Combine the sumptuous and often delicate harmony styles of the Beach Boys, Byrds and Crosby, Stills & Nash with odd, unusual lyrical ideas, winding melodies, and a mostly acoustic approach to understand where Darlingside’s music resides. These songs are a combination of pre-pandemic work in the studio tweaked by post-pandemic mixing, editing and arranging. Considering the Frankenstein process, the result feels remarkably organic, pure and natural. Perhaps this unconventional way of recording even helped craft these selections into shimmering, sometimes experimental, baroque pop. The band dubs its music, “string rock,” although calling anything here “rock” is pushing it.

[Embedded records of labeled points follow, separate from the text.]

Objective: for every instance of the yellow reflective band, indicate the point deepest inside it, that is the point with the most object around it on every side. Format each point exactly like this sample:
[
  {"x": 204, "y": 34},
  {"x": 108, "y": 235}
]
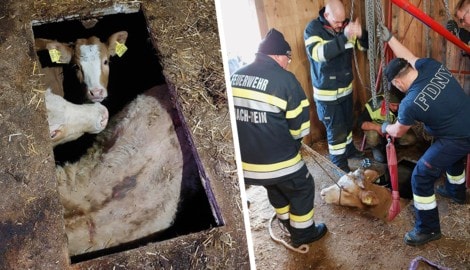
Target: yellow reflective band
[
  {"x": 255, "y": 95},
  {"x": 312, "y": 39},
  {"x": 295, "y": 112},
  {"x": 303, "y": 218},
  {"x": 457, "y": 179},
  {"x": 332, "y": 92},
  {"x": 424, "y": 200},
  {"x": 297, "y": 132},
  {"x": 271, "y": 167},
  {"x": 317, "y": 51},
  {"x": 337, "y": 146},
  {"x": 283, "y": 210}
]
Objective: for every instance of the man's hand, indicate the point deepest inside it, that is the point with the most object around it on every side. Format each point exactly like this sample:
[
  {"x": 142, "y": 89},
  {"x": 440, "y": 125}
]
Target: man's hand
[
  {"x": 384, "y": 127},
  {"x": 453, "y": 27},
  {"x": 383, "y": 33}
]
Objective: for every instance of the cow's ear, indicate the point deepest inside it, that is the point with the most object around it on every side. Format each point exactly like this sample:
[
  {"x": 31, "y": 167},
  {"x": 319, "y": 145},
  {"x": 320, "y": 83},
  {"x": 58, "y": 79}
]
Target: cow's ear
[
  {"x": 56, "y": 132},
  {"x": 369, "y": 198},
  {"x": 371, "y": 175},
  {"x": 62, "y": 51},
  {"x": 360, "y": 182},
  {"x": 116, "y": 43}
]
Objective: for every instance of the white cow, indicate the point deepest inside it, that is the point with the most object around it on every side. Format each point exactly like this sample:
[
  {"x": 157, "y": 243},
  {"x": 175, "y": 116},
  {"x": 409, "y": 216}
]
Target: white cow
[
  {"x": 128, "y": 184},
  {"x": 358, "y": 191},
  {"x": 91, "y": 57},
  {"x": 68, "y": 121}
]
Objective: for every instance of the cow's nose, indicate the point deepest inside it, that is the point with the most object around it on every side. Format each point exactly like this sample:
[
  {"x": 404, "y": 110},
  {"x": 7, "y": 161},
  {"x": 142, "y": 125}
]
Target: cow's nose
[{"x": 97, "y": 94}]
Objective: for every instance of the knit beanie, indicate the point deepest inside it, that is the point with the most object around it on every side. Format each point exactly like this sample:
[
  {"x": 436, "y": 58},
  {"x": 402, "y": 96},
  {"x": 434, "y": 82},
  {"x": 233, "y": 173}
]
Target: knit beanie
[
  {"x": 274, "y": 44},
  {"x": 395, "y": 96}
]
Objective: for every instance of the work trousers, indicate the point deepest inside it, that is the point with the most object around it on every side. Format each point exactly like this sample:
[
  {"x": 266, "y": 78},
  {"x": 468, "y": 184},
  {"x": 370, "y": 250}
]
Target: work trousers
[
  {"x": 444, "y": 155},
  {"x": 337, "y": 117},
  {"x": 293, "y": 202}
]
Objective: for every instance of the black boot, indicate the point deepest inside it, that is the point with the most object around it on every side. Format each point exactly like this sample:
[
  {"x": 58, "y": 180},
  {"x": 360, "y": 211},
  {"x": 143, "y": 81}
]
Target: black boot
[{"x": 307, "y": 235}]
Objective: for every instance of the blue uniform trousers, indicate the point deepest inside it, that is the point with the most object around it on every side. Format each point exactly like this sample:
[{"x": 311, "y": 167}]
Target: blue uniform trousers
[
  {"x": 444, "y": 155},
  {"x": 338, "y": 120}
]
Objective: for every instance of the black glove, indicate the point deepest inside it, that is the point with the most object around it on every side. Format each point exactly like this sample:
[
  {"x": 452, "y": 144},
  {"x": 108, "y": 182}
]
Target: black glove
[{"x": 453, "y": 27}]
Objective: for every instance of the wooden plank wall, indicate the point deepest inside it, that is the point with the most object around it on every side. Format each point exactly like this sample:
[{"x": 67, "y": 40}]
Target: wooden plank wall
[{"x": 291, "y": 17}]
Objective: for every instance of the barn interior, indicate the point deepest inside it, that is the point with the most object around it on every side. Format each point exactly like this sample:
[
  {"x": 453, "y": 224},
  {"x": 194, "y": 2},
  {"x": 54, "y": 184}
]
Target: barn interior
[
  {"x": 166, "y": 46},
  {"x": 382, "y": 242}
]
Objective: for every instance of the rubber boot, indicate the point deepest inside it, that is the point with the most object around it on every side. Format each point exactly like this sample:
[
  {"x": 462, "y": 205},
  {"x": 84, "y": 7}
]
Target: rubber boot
[{"x": 307, "y": 235}]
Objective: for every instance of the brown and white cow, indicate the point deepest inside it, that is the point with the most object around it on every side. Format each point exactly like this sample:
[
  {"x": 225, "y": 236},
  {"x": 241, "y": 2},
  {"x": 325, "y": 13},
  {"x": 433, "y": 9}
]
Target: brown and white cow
[
  {"x": 91, "y": 57},
  {"x": 68, "y": 121},
  {"x": 356, "y": 189},
  {"x": 128, "y": 184}
]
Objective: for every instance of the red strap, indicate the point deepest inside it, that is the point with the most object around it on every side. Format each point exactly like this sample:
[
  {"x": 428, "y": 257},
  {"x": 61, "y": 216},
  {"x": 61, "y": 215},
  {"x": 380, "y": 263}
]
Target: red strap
[{"x": 383, "y": 108}]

The basic instrumentation of bass, guitar, banjo, cello, mandolin and violin is enhanced by subtle yet effective percussion. Although that may lead some to peg Darlingside as bluegrass, they are worlds away from that genre. Rather, these ingredients mesh into a dreamy, often ethereal and even unearthly whole that feels homey if sometimes a little aloof.
Darlingside hits it out of the park when everything coalesces, as it does in intricately arranged selections like “Ocean Bed” with its clip-cloppy percussion, fragrant mandolin and of course honeyed vocal harmonies. Elsewhere, “February/Stars” weaves angelic lead voices between wistful lyrics and slightly scratchy violin to push the track into the sweet spot where the music of Darlingside thrives.
But a little of this lush—there’s that word again—mood goes a long way. In the final third of the album, the lush mood starts to diminish. Taken individually, the tunes float through rarefied air, but at 43 minutes, they begin to feel dull. Mostly inscrutable words and melodies that dodge and weave with grace and beauty never seem to settle into a memorable chorus, creating a sensory, atmospheric experience. What seems to be missing is something that Brian Wilson always sought, even at his most impenetrable: recognizable melodies.
Taken in smaller bits, that may not be an issue. Over the disc’s 43 minutes, it’s noticeable and frustrating. At worst, Darlingside has carved out a unique sonic identity, something too few other acts can claim. Once that is molded into songs with folk-pop hooks, they might be irresistible.